S. by Doug Dorst & J.J. Abrams
I keep thinking about the novel S. and how Doug Dorst and J.J. Abrams intended it to be a celebration of the printed book—they created an experience calibrated to take advantage of aspects that are unique to printed material.

It has me wondering—how do you create a story that equally celebrates ebooks and takes full advantage of the aspects that are unique to electronic formats?

Part of the challenge with such a goal is that we haven’t even come close to developing the full potential of ebooks yet: multimedia integration, burying easter eggs in the pixels, ereader versions of the Konami Code… There’s tremendous opportunity for a level of interactivity that print simply can’t match and we’ve barely scratched the surface.

I’ve already jokingly discussed a proposal to incorporate multimedia components into ebook horror novels—The Potential of Ebooks: A Modest Proposal

For a few months now, though, I’ve been mulling over a more serious idea:

In the world of science fiction, time travel is a standard narrative trope. Within time travel stories, there’s something called the Grandfather Paradox—if you go back in time and kill your own grandfather, then you won’t ever be born and thus won’t exist to travel back in time to kill your grandfather.

There are many ways that writers get around this issue, one of the more common being to use multiverse theory to split timestreams. There’s even debate over whether or not the Grandfather Paradox is actually legitimate or just a red herring.

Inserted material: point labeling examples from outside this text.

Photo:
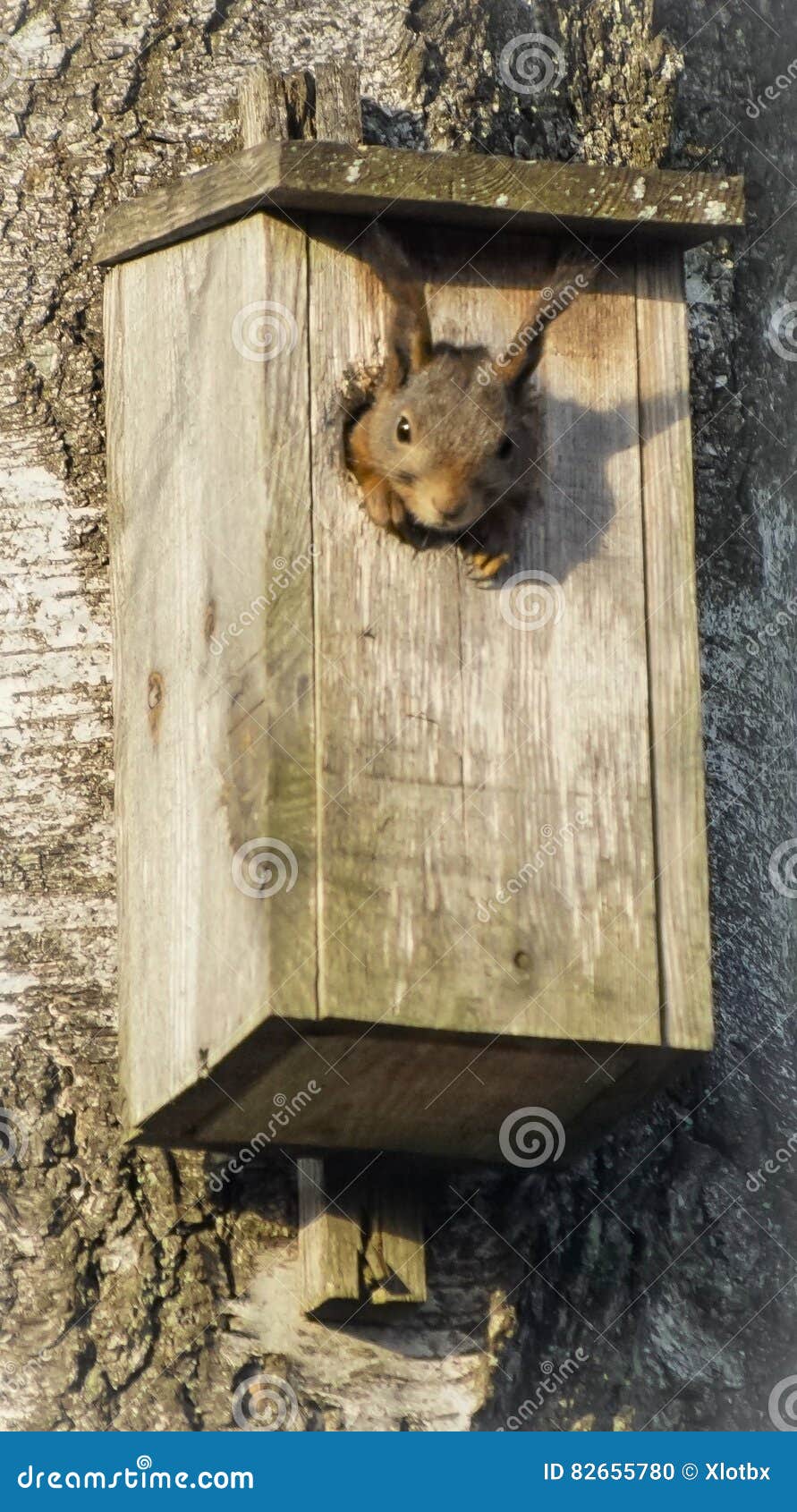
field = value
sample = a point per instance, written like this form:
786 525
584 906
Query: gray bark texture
131 1297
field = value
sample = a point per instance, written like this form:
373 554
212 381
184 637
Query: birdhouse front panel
420 839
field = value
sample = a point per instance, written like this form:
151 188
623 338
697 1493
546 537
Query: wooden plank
212 676
455 188
413 1092
488 854
363 1251
360 1238
674 650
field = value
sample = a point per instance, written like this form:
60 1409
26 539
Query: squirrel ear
411 336
572 276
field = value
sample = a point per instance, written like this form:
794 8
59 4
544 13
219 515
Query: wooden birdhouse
405 863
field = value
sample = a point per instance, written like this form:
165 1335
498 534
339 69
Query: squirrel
446 442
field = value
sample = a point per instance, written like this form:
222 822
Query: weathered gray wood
360 1242
457 188
488 859
337 102
267 100
674 650
365 1251
212 616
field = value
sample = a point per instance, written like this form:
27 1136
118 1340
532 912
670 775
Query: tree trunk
654 1279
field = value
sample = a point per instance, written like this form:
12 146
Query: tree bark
131 1296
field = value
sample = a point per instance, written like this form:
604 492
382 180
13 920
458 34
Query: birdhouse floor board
435 1093
455 188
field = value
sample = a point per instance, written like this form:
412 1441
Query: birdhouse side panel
210 548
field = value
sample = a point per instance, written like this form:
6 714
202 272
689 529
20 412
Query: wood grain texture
212 613
360 1238
337 102
457 188
267 102
486 830
674 650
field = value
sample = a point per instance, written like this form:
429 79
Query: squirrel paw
484 565
385 508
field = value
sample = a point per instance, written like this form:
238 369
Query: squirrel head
446 429
448 444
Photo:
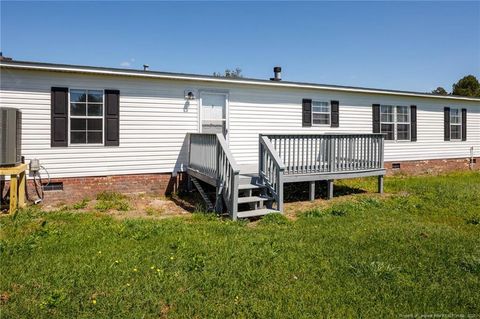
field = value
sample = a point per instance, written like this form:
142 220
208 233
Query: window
320 113
395 122
86 116
455 124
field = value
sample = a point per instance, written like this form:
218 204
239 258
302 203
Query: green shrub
274 219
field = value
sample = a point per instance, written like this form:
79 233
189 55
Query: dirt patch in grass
129 206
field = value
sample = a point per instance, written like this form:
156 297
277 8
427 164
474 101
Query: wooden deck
257 189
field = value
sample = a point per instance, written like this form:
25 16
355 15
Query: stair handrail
228 176
271 169
209 155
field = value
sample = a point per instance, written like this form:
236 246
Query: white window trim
460 124
329 114
396 122
86 117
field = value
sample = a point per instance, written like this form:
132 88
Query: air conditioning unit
10 136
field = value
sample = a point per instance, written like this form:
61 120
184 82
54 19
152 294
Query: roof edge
247 81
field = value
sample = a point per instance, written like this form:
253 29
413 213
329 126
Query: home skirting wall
76 189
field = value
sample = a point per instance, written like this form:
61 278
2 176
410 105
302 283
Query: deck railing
271 170
210 156
328 153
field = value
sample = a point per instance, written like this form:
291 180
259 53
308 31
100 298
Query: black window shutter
112 118
306 112
413 123
376 118
446 124
59 117
335 117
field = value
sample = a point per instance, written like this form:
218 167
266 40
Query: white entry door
213 118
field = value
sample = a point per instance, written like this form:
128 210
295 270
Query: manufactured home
128 130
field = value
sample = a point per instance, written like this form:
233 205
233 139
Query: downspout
471 158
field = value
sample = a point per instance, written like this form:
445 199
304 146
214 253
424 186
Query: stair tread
256 212
251 199
250 186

I bring this up to open the door to think about narratives in which time—sequentiality, cause-effect, action-reaction—is non-linear and mutable. Stories in which a character’s actions can change the events that lead up to those actions.

It’s like a Choose Your Own Adventure story, but in reverse—instead of changing what comes next, the decisions a character makes will change what happened before.

Imagine it as an ebook…

A character acts, and their action changes what happened earlier in the narrative—and the text erases itself back to the point of divergence, and then rewrites itself as a different story moving forward. The text changes as you read it, as the character acts to change the story.

This could happen multiple times. The book could even erase itself completely at the end.

That would be an utterly unique experience that print could never create.